The purpose of our study was to compare the rate of HPV positivity among HIV-positive women with that of HIV-negative women, and to determine predictors of HPV-infection. Though all women participating in this study were living in the centre region of Cameroon, the population living in this region is very cosmoplite, as they come from all regions of the country. Therefore, evidence from this geographical setting could mitigate the national representativeness.
Out of a sample of 278 women enrolled, the mean age (37 years) mainly represents the most sexually active population and therefore having chronic exposure to sexually transmitted infections, including HPV. These results are similar to those obtained in Cameroon with Kabayene et al(mean age of 38.5 years) and in Chad (mean age of 35 years) (12,17,18).
According to marital status, single women were the most represented (58%), a rate above the national proportion published in 2005 by the Central Bureau of Censuses and Population Studies in Cameroon where single women had a percentage of 41.46% (14). the difference could be explained by changing overtime, as the social realities in the population could justify the increasing rate of single women (15).
The median CD4 count was lower in the frame of HIV-infection (354 versus 414 cells/mm3] in HIV-negative women. Median CD4 obtained in HIV-free population was surprising; however, this could be justified by the fact that these women attending the health facility (likely due to illed-health for some of them) (14,15,19). Furthermore, it was previously reported that CD4 levels could vary with different conditions, including but noit limited to stress, smoking, menstrual cycle, contraceptive pill, physical activity, etc (20).

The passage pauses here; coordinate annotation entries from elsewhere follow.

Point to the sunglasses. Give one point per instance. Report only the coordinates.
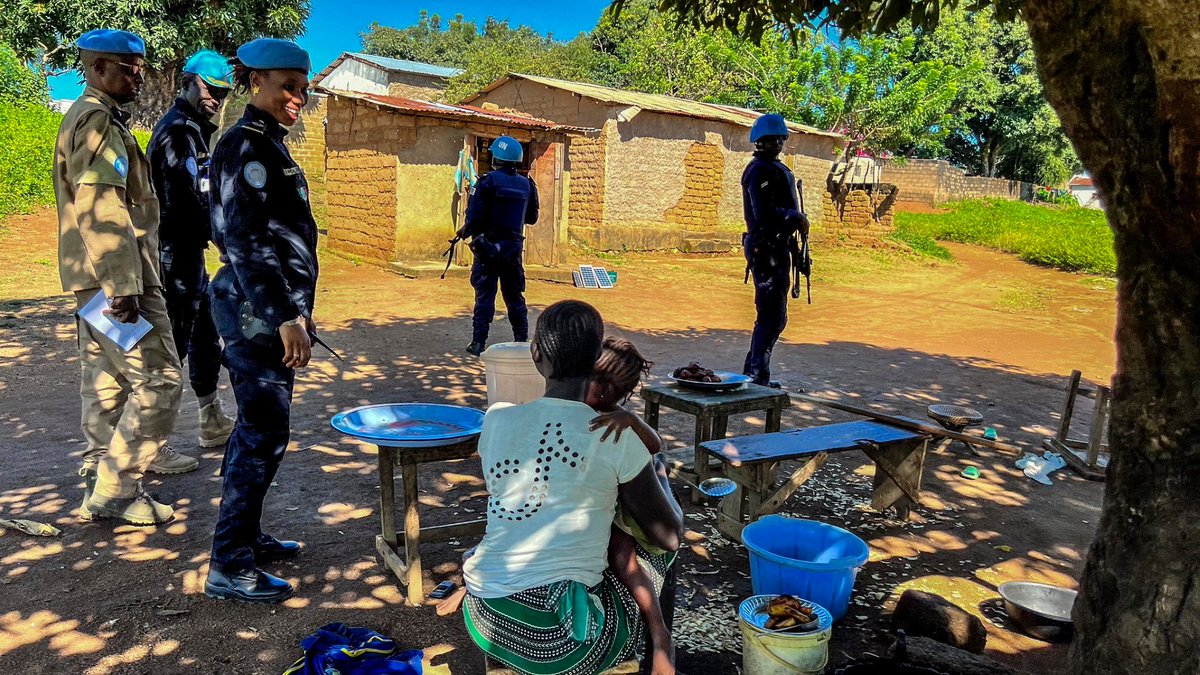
(135, 70)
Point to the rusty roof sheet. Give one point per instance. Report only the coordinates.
(657, 102)
(430, 108)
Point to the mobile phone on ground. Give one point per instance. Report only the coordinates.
(443, 590)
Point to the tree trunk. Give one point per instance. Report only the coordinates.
(1125, 78)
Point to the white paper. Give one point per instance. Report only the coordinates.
(126, 335)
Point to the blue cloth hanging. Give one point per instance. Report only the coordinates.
(337, 649)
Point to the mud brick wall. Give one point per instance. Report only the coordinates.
(863, 219)
(936, 181)
(586, 160)
(361, 157)
(703, 168)
(306, 142)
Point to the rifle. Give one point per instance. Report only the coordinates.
(450, 254)
(802, 260)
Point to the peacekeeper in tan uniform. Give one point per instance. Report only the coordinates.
(108, 240)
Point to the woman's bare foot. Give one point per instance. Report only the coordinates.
(663, 657)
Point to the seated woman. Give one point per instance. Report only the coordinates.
(539, 596)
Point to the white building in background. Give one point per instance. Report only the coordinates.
(1084, 192)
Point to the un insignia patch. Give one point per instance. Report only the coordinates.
(255, 174)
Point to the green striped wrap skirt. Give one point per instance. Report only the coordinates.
(564, 628)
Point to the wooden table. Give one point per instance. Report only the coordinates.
(712, 411)
(753, 463)
(388, 543)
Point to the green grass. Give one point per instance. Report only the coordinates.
(1067, 238)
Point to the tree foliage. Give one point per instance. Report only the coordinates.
(485, 52)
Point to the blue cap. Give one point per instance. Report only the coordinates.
(271, 54)
(211, 67)
(768, 125)
(507, 149)
(112, 42)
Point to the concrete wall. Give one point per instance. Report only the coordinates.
(361, 145)
(936, 181)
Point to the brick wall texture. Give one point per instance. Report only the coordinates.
(361, 147)
(703, 169)
(864, 219)
(936, 181)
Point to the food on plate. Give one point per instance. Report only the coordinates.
(787, 611)
(695, 372)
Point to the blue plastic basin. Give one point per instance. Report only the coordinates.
(805, 559)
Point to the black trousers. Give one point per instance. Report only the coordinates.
(186, 290)
(509, 274)
(771, 288)
(262, 386)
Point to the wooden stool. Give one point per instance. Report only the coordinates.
(954, 418)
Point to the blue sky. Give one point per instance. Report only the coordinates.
(334, 25)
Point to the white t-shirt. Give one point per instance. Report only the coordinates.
(552, 488)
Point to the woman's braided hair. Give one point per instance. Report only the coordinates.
(569, 335)
(622, 365)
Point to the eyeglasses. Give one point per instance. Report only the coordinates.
(215, 93)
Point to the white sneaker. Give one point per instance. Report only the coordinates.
(171, 461)
(215, 425)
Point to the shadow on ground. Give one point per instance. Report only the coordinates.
(105, 599)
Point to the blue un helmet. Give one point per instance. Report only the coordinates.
(768, 125)
(211, 67)
(507, 149)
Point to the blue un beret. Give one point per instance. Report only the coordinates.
(269, 54)
(112, 42)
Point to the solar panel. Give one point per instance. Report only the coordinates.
(589, 276)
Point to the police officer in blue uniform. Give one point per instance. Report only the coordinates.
(262, 305)
(502, 203)
(773, 222)
(179, 161)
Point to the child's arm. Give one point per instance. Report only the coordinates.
(621, 419)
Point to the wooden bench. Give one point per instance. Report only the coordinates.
(753, 463)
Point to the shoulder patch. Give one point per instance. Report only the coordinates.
(255, 174)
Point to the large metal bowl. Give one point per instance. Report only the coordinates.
(1042, 610)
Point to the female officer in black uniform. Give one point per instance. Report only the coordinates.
(262, 305)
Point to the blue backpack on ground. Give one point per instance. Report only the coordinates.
(340, 650)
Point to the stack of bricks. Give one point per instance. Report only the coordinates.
(703, 172)
(864, 219)
(586, 198)
(361, 162)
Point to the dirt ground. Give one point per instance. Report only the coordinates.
(885, 329)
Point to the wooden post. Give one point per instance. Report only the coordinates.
(412, 535)
(1099, 420)
(1069, 408)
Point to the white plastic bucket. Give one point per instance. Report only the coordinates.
(511, 375)
(783, 653)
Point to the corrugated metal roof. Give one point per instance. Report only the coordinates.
(401, 65)
(655, 102)
(430, 108)
(394, 65)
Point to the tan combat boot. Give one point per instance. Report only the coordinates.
(215, 425)
(171, 461)
(138, 509)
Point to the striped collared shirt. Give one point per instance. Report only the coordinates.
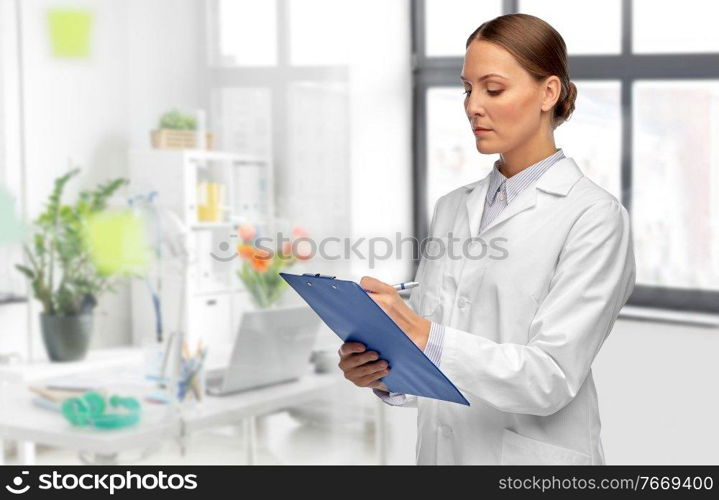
(501, 192)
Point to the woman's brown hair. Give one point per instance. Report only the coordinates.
(538, 48)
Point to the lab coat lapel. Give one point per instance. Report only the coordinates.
(557, 180)
(474, 204)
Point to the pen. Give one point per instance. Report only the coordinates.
(405, 286)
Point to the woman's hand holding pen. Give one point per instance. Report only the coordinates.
(386, 296)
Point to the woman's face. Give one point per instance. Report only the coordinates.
(509, 101)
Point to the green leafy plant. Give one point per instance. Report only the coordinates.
(176, 120)
(62, 273)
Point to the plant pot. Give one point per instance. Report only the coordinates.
(66, 338)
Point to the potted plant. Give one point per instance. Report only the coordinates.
(61, 270)
(261, 266)
(176, 130)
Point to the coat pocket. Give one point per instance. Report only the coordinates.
(521, 450)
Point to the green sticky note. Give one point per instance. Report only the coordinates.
(70, 32)
(11, 229)
(117, 242)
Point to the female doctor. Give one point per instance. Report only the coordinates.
(542, 263)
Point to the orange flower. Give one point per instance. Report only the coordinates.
(245, 251)
(260, 260)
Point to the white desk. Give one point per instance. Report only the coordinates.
(22, 421)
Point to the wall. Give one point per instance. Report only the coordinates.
(90, 112)
(657, 397)
(657, 394)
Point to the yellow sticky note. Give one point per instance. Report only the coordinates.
(70, 32)
(118, 242)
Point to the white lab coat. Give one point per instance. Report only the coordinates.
(524, 323)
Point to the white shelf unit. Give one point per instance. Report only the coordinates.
(214, 297)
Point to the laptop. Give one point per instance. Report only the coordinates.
(269, 349)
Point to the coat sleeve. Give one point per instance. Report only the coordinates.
(593, 278)
(398, 398)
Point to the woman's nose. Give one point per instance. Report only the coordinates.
(475, 106)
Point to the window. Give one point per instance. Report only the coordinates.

The HR-HPV positivity rate was 38.48%, with very low rate of genotypes 16 and 18. 3% for mono-infection with HPV genotype 16 and 4% for mono-infection with HPV genotype 18. This suggests that other genotypes are drivers of HPV-infection in the Cameroonian context and need to be depict among cervical cancer cases, especially in the frame of HIV-infection (14,20). Our findings are comparable to those found in Central Africa Republic (21), which suggest a predominance of non-vaccine HR-HPV different from those found in Western Europe and North America (22,23). Interestingly, in a systematic review conducted by Doh et al., the prevalence of pure HPV 16 and 18 was 6.25% and 3.28% respectively, a finding very similar to our report showing evidence of 3% HPV 16 and 4% HPV 18 within the same country (24). This thererfore stresses the fact that a bivalent vaccine would have very little predictive effectiveness within the population of Cameroonin women. Co-infection with HIV infection is a factor facilitating carcinogenesis associated with HR-HPV infections. Prospective studies have reported a higher incidence of HPV among HIV-positive women compared to HIV-negative women (1,14,16). Co-infections of several HR-HPV genotypes was also been recorded, similar to previous reports (25). Multi-infections are often associated with viral persistence, especially if co-present with HPV 16.
HIV is confirmed as a contributing factor to HPV-infection (p<0.019), also confirmed by multi-variate analysis. As expected, women infected with HIV have a weaker immune status (26), which henceforth increases risk of acquiring HPV (27,28). This calls for the need to regularly test people with HPV infection for HIV (27).
Younger age are at higher risk of acquiring HPV-infection, likely due to sexual habits (29). Regarding marital status, divorced women stand at high risk of acquiring HR-HPV. The lack of statiscal power limits the interpretation of this finding. Nonetheless, divorced women might be prone to multiple sexual partners, leading to HPV-infection (3,30,31). The lack of synergistic effect between the HIV viral load and HPV-infection simply confirmed that HIV-infection interfers with HPV through immunodeficiency induced by HIV, and not via a direct viral-viral interaction (32,33).
After adjusting the different variables based on a multi-variate analysis, HIV status remains the independent factor associated with the risk of infection with this high-risk oncogenic HPV (12 times higher risk), as previously demonstrated (34,35). Similar to our findings, the study by Tartaglia E. et al. also supports HIV-status as the main independent factor associated with risk of HPV infection among women, likely due to immunodeficiency. In other words, following multivariate analysis, none of the other parameters (except CD4 which is strongly related to the HIV condition) were found to be significantly associated with HPV infection (36).
Our study has some limitations. For instance, the low CD4-count in uninfected women was surpoirsing. This could simply be due to the consecutive sampling strategy that might lead to a certain degree of selection bias. Of note, the number of HIV-uninfected women was low; the presence of other comorbidities or infections such as hepatitis B, hepatitis C, and tuberculosis, could also affect the immune status. Unfortunately, diagnosis of these clinical conditions was not covered within the frame of the study. Further studies could therefore considered these aspects. Also, we have enrolled our patients only in the city of Yaounde and the reference molecular technique used for HPV detection made it possible to identify only genotypes 16 and 18. Given the high rate of other genotypes, it becomes essential to characterize this group. This therefore calls for sequencing for a better molecular characterization toward a rational selection of HPV vaccine candidate for the country.